Michelle also appeals from the denial of her motion to amend her complaint. "The decision to grant a motion to amend falls within the motion judge's broad discretion, Harvard Law Sch. Coalition for Civil Rights v. President & Fellows of Harvard College, 413 Mass. 66, 72, 595 N.E.2d 316 (1992), and we see no abuse of discretion."

*592Pielech v. Massasoit Greyhound, Inc., 441 Mass. 188, 197-198, 804 N.E.2d 894 (2004). Similarly, I see no abuse of discretion here. Nonetheless, because this case is remanded to the Superior Court where, should she decide to do so, Michelle may file another motion to amend her complaint, there is no reason to address the judge's ruling.

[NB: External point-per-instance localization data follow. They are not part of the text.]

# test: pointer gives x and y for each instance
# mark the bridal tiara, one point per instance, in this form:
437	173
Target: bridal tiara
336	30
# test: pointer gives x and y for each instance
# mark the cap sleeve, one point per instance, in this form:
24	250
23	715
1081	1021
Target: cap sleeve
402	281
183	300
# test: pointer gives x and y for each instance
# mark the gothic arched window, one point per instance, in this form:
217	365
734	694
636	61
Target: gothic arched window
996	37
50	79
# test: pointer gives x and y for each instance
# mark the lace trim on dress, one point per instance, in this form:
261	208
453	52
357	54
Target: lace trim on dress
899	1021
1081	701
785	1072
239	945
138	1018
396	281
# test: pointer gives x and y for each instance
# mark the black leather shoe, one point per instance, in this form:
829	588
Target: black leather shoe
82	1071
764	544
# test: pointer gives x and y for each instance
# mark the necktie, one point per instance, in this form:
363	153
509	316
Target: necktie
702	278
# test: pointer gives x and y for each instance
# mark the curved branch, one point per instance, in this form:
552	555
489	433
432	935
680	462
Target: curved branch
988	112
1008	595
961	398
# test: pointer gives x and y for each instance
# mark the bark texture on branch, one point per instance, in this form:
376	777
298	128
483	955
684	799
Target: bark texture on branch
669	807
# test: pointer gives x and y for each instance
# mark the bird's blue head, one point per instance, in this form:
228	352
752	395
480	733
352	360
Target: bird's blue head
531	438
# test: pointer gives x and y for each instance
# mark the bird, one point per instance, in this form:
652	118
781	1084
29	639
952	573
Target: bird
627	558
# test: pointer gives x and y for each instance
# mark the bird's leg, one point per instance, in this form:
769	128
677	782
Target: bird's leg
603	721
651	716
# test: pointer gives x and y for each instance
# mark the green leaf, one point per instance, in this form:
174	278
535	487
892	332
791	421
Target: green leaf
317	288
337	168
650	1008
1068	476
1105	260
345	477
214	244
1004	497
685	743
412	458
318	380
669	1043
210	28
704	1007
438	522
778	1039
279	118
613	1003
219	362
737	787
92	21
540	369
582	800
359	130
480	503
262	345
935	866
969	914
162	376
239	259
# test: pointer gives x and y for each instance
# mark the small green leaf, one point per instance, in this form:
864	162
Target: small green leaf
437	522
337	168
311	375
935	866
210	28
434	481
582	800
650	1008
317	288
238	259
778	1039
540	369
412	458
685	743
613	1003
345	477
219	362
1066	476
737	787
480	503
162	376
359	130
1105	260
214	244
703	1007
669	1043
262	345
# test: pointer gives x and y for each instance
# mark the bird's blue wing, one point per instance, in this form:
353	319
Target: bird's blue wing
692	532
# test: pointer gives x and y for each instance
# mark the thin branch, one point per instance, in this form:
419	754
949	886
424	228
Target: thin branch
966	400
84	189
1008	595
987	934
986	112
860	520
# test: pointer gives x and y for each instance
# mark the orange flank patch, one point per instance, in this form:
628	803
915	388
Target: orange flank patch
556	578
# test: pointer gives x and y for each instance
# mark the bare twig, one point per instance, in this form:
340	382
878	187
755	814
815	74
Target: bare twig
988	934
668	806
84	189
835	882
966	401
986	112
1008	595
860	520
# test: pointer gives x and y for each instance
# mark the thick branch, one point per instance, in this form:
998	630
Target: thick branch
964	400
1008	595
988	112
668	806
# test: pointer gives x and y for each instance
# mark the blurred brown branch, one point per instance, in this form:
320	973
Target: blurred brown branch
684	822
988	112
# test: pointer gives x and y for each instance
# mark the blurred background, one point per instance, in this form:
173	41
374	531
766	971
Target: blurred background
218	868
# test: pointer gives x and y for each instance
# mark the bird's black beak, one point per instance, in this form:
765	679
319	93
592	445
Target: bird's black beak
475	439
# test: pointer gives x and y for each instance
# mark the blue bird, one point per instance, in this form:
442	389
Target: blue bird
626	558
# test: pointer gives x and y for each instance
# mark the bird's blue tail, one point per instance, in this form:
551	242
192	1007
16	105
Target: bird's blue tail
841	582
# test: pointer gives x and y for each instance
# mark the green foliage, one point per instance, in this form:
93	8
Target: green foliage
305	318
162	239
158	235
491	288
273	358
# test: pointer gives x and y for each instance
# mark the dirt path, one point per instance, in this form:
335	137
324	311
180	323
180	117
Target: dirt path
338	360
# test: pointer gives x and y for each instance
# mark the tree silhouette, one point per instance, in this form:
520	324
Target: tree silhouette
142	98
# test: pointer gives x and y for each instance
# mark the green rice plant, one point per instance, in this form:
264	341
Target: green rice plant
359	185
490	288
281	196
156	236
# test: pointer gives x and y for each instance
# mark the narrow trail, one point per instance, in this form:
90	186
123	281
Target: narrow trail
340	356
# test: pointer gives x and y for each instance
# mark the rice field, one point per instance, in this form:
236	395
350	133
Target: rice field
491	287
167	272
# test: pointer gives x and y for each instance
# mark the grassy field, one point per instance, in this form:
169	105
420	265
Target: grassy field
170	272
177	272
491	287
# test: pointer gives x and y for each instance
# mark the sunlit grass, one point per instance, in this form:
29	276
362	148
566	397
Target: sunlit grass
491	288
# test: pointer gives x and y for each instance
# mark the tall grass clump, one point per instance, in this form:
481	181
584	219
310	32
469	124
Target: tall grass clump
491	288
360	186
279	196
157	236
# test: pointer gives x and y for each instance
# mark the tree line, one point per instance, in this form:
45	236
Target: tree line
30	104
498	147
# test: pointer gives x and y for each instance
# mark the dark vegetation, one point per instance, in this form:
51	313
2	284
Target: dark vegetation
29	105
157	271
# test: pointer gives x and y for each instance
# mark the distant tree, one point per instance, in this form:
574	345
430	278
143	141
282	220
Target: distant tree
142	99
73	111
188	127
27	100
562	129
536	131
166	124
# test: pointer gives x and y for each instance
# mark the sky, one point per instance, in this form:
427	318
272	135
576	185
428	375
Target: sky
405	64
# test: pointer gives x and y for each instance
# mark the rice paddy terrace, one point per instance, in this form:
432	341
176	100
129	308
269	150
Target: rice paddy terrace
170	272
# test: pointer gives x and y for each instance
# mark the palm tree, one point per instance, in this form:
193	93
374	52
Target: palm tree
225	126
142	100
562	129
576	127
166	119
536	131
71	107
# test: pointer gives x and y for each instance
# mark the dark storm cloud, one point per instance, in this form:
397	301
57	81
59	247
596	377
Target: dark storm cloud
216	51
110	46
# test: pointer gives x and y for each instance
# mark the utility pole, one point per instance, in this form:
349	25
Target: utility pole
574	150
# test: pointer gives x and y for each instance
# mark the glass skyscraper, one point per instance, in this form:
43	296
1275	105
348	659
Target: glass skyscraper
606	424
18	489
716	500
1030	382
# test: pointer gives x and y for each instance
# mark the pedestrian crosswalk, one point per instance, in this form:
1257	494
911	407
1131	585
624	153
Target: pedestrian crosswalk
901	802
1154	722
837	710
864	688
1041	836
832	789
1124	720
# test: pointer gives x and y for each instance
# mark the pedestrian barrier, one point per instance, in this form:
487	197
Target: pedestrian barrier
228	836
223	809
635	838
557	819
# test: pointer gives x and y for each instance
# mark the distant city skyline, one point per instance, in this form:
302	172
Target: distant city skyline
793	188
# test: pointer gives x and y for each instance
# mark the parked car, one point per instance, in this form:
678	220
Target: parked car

I also agree with the majority's disposition of, and reasoning as to the plaintiff's appeal from the order denying her motion for partial summary judgment. See ante & note 19.

Count 2 of the complaint, for deceit, sets forth the plaintiff's claim as follows:

"This is a cause of action for Deceit for inducing Daniel and Michelle to give up the benefit of continuing the [lapsed] policy by inducing them to apply for a replacement policy without providing the required warnings, disclosures and information about risks that were required."

Count 3 of the complaint also alleges that SBLI was negligent

"in failing to assure compliance with requirements regarding advising insureds of the risks of Replacement transactions and negligence in failing to ensure compliance as represented to the Division of Insurance and to the insureds and policy beneficiaries who were the intended beneficiaries of such promises by SBLI."

On May 2, 2012, SBLI sent Daniel a letter notifying him that his application for a new policy had been denied on the basis of his blood test.